Sardine, Santori promette: “Incontreremo Conte”, e snocciola i prossimi appuntamenti in piazza del movimento. “Stiamo avviando una seconda fase, ma le piazze non le abbandoniamo. Anzi, dal 10 al 20 febbraio toccheremo tantissime città e faremo grandi manifestazioni”. In un’intervista rilasciata al Corriere della Sera, Mattia Santori, guida del movimento delle Sardine, nega ci sia una fase calante del movimento nato spontaneamente nel pieno della campagna elettorale in Emilia come reazione a Matteo Salvini. Santori dice invece che “dal 10 al 20 febbraio toccheremo tantissime città e faremo grandi manifestazioni a Roma (il 16), Napoli (il 18) e Lecce (il 19)” per poi vedere “la prossima settimana a Roma i ministri Giuseppe Provenzano e Francesco Boccia e anche il premier Giuseppe Conte“.

Sardine, Santori promette: “Incontreremo Conte”

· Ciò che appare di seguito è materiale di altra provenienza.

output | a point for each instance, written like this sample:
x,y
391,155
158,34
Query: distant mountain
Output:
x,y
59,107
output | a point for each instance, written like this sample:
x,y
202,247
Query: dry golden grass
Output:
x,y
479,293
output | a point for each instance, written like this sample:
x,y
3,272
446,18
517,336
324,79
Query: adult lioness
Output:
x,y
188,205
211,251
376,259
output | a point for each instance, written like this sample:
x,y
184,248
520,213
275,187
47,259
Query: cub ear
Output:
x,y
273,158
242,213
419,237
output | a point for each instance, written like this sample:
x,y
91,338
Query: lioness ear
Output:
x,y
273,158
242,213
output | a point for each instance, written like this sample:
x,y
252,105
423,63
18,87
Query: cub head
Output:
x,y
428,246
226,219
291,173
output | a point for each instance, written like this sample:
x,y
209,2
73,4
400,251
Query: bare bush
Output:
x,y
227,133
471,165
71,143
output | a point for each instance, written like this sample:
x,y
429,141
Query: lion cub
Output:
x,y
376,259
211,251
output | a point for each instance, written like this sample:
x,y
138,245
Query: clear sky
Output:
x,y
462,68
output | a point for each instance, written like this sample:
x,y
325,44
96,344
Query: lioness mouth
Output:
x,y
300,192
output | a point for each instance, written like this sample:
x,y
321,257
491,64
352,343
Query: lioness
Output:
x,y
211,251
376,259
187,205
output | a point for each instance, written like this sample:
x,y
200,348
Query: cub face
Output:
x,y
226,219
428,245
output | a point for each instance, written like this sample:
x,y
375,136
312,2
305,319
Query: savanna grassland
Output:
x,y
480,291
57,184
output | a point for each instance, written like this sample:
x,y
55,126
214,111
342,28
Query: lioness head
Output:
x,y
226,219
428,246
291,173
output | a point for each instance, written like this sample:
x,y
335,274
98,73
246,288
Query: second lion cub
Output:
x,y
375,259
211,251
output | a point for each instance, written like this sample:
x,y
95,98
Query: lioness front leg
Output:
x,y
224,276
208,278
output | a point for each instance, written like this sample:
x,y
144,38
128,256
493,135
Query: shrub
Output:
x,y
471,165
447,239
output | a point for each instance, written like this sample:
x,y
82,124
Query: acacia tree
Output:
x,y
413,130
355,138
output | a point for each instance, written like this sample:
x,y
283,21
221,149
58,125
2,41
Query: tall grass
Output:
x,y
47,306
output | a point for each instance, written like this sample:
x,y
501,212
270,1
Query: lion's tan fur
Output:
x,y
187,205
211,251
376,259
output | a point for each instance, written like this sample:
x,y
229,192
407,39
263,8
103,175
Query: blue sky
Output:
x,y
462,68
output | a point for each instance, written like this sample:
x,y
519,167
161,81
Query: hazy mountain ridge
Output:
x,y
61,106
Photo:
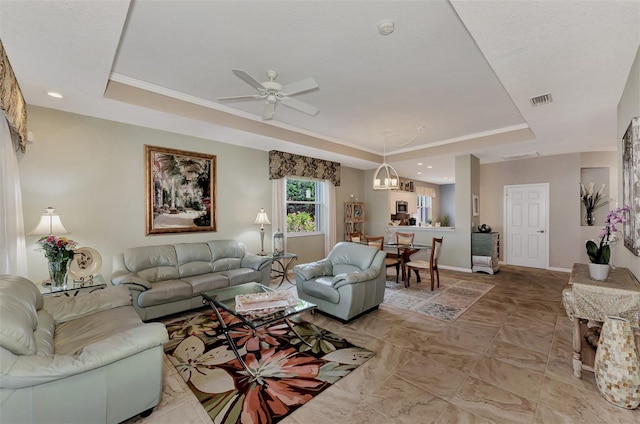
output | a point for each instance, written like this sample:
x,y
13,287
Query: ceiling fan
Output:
x,y
274,92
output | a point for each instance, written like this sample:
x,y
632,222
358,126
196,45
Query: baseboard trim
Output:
x,y
455,268
559,269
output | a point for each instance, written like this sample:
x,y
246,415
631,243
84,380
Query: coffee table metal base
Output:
x,y
246,322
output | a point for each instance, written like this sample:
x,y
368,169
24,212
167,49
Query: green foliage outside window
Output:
x,y
302,206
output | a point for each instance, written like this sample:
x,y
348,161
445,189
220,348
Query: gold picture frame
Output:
x,y
180,191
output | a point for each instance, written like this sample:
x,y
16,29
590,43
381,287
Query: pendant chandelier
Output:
x,y
386,177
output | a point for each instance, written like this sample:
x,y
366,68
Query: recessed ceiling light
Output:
x,y
386,27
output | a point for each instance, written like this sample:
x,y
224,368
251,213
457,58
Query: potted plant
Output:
x,y
592,201
600,253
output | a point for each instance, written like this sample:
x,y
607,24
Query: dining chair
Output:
x,y
355,237
379,243
402,257
431,265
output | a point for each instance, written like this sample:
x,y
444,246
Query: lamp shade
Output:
x,y
385,178
262,218
50,223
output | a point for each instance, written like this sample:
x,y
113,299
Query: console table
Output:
x,y
594,300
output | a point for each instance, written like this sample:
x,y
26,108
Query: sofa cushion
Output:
x,y
322,289
242,275
206,282
73,336
358,255
226,254
18,314
164,292
152,263
193,259
44,333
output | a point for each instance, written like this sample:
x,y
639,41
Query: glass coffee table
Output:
x,y
225,299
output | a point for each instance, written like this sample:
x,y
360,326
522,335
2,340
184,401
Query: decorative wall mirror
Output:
x,y
631,185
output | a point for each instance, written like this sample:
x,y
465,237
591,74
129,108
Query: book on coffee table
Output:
x,y
266,303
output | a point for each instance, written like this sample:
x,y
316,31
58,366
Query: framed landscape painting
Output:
x,y
180,191
631,185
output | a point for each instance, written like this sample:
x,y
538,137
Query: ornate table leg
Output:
x,y
577,349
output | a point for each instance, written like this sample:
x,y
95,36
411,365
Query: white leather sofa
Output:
x,y
84,359
167,279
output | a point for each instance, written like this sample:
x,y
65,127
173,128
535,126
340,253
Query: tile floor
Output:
x,y
505,360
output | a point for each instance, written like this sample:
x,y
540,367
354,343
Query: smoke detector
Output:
x,y
386,27
541,100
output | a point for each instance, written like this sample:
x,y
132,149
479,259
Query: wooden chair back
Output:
x,y
405,238
375,241
436,247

E se dopo la lettera aperta al presidente del Consiglio questi non ha ancora risposto, Santori sostiene che ci sono tuttavia “attenzione e disponibilità” e il ritardato incontro è dovuto “solo a un problema di agenda”. “Noi siamo i partigiani del nuovo millennio” torna a ribadire il leader della Sardine, anzi, meglio: “Siamo gli anticorpi ad un vecchio modo di far e politica”. Quindi un’ultima battuta su Oliviero Toscani, l’incontro con lui e Luciano Benetton a Fabrica e la battuta del fotografo sul crollo del ponte Morandi a ‘Un giorno da pecora’: “Molto infelice. Lui non ha filtri, si è forse fatto prendere la mano. Giustamente Benetton ha preso le distanze. E lo stesso facciamo noi”.